I don't think you know who is in charge of the project(you mean SDL right? Because that is what is relevant here).  I am quoting the authors of the License.  Who are you quoting exactly?  Certainly not the Free Software Foundation (the license author) nor Sam Lantinga (the author of SDL).  And you didn't get your advice from a lawyer, that we can be sure of.  Well, I guess it can only affect you.

But just so others reading don't follow your example, here are some things to note:

* The license, as stated in the begining text, is written by the Free Software Foundation who, as part of their mission of free software, created licenses which software authors can use for there own projects.  These licenses are used frequently throughout Open Source world (including Linux itself) and are well known in the industry.  You can find countless examples of where these licenses were enforced by the courts in numerous countries, if you are interested to know how well tested these are.  This organisation is but one of many who provide such licenses.

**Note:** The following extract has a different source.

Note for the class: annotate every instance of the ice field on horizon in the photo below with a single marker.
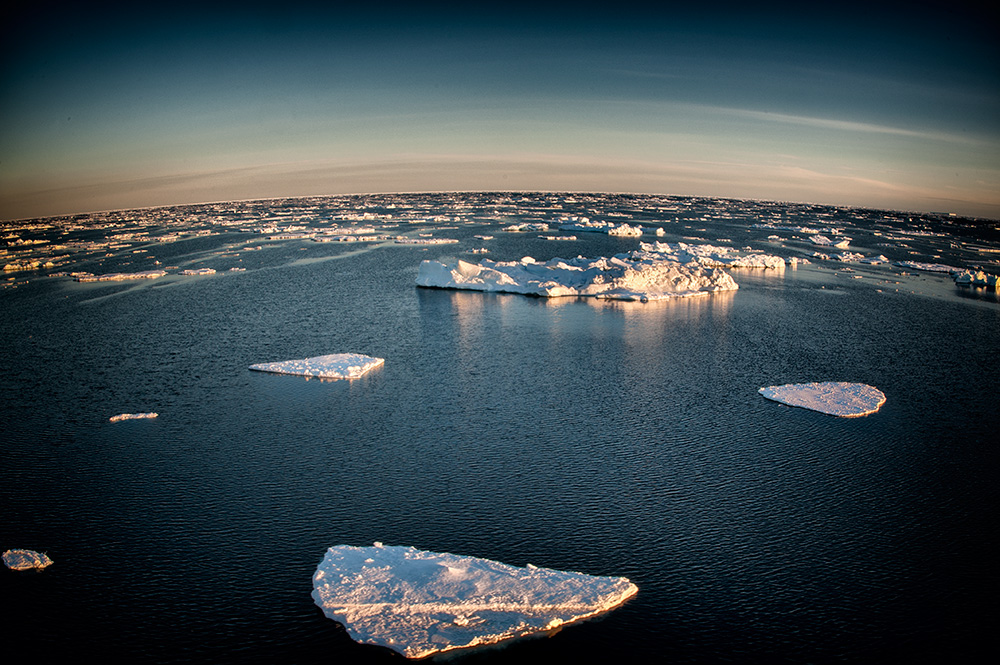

* The authors of the license helpfully provide a FAQ for navigating the sometimes tricky text of a license.  It covers commonly asked questions, including this one.  It of course can't beat proper legal advice but is helpful nonetheless.
  This can be found here:

EXTERNAL LINK 

* SDL 1.X is written by Sam Lantinga.

* A version of SDL 1.2 optimised for vampire is provided in source via github by Henryk Richter.  You can find this here:

EXTERNAL LINK 

* You should seek advise from legal professionals if you are not capable of understanding licensing.


Kamelito Loveless

Posts 260
17 Jan 2020 17:03


the OS already have all the libraries to program a game if the OS uses hand optimized code using 68080/AMMX then it will benefit all programs. Maybe more functions could be added like physics/collision etc that way programmers will only need to focus on the gameplay/game design.


Martin White

Posts 85
17 Jan 2020 19:21


Ronnie Beck wrote:

I don't think you know who is in charge of the project(you mean SDL right?

Obviously I don’t mean SDL, no!!!! I don’t care who’s in charge of that.

I mean the closed source, commercial project I’m working on.


Gerardo G.

Posts 54
17 Jan 2020 22:01


Gunnar von Boehn wrote:

 
  APOLLO CPU can fully saturate the memory interface.
  If you look at the BUSTEST scores you can see that APOLLO 68080 has no problem to do 700 MB/sec memory write!
 
  So if you do pure "memcopy/blitting" stuff Apollo does this today already perfectly.
 
  I can see the virtue of a 2nd unit more in the field of texture 3D accdeleration.
 

 
I think this thread is so interesting. Maybe blitter and 3D related info needs another thread, but, on some way, it is related to building for AROS too...
 
  I understand that thanks to the Apollo 68080, and having AMMX, it makes no sense to add a blitter, right?
 
  So then why not to keep the same way of adding more instructions instead of adding a 3D unit? Like AMD did with 3DNow! (Accelerating, on flotating point, physics, transform, clipping and lighting) but adding, too, triangle set up and pixel rendering acceleration (like your planned 3D unit will do, I suppose)
 
  This could extend FPU and AMMX units without growing so much space
 
  Probably it would not be as fast as an independent TMU / 3D unit, but it would be extremely flexible. Please correct me if I am wrong.